Students are learning that One Can Count at P.S. 55 on Staten Island.

Fifth graders are the experts as they partner with the Kindergartners to reinforce the message, “Everyone Counts.”  After reading Kathryn Otoshi’s award-winning book, One, the mentors got together with their younger counterparts to lead them in an activity that demonstrates that everyone is unique, beautiful and valuable.  (One is an ageless children’s book which beautifully and simply inspires kids — and adults, too — to step up for themselves and for others.)

A One Can Count team of teachers and staff came up with the idea of doing something seasonal that expressed the importance of respecting each other’s differences.  As the partners created their own snowflakes together, the students had fun getting to know one another as well as crafting something that they could display with pride.

There are so many positive things about P.S. 55’s efforts.

Using a Simple Tool

NYS Senator Andrew Lanza provided 30 copies of One and 30 copies of it’s companion book, Zero, to each elementary school in his district on Staten Island.  Inspired by the book and the gift, P.S. 55 set out to ensure that each student received their own personal copy of One.
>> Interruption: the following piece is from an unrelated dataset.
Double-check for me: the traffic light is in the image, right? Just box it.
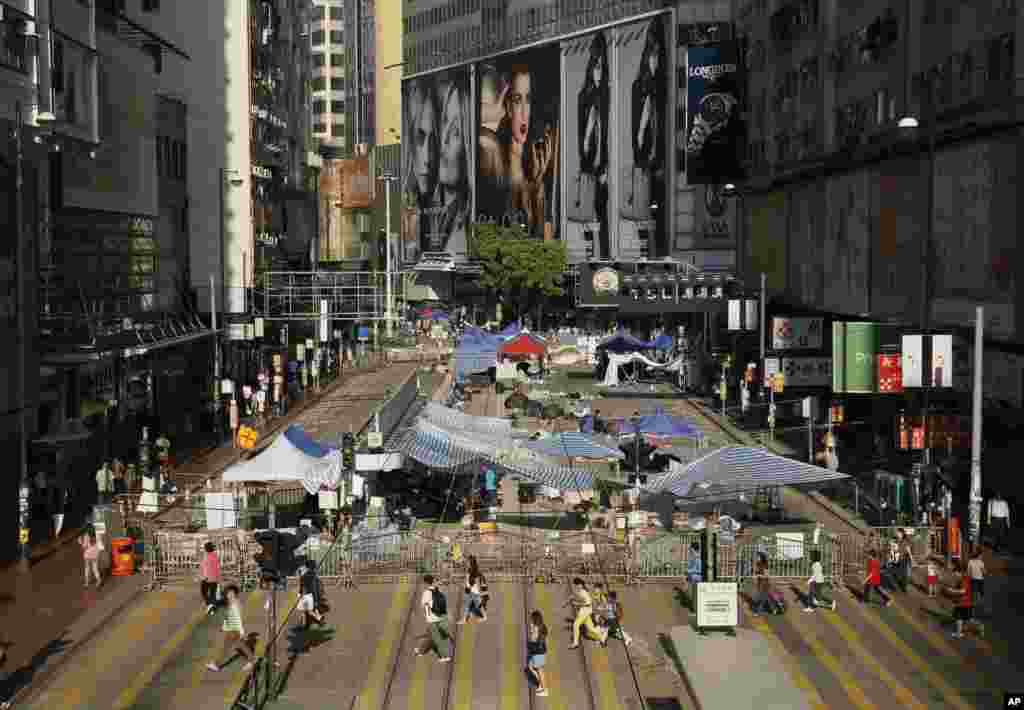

The message of One is for all ages but when you make the older students the teachers, they take ownership of the concepts of kindness, empowerment, and positive action.  There are countless benefits of mentoring but perhaps placing students in a leadership role is the most powerful.  Leadership is the Anti-Bully.

Staff Involvement

When administration, teachers, guidance counselors, parent coordinators and other staff members get together to promote leadership, it’s a message to students that they’re important.  In essence, it demonstrates leadership and students learn by example.


Think about it.  Children learn more when they feel emotionally safe and when they’re having fun.  The fact that Kindergartners have a friend in the 5th grade is a big deal.  Add to that, the time spent doing a creative activity brings joy to both.


Empathy is easier to teach when students are asked to look out for someone younger.  Compassion helps students become “upstanders,” the secret weapon against bullying.  When kids step up for one another in mean situations, the bullying stops in seconds.

Hats off to Principal Sharon Fishman, Guidance Counselor Arlene Donnelly, staff members Juleah Bracker and Julia Lucchese and of course and most importantly, the brilliant students at P.S. 55.  Getting creative and teaching leadership helps create a school climate of cooperation.

In other words, P.S. 55 itself is like a snowflake — unique and beautiful.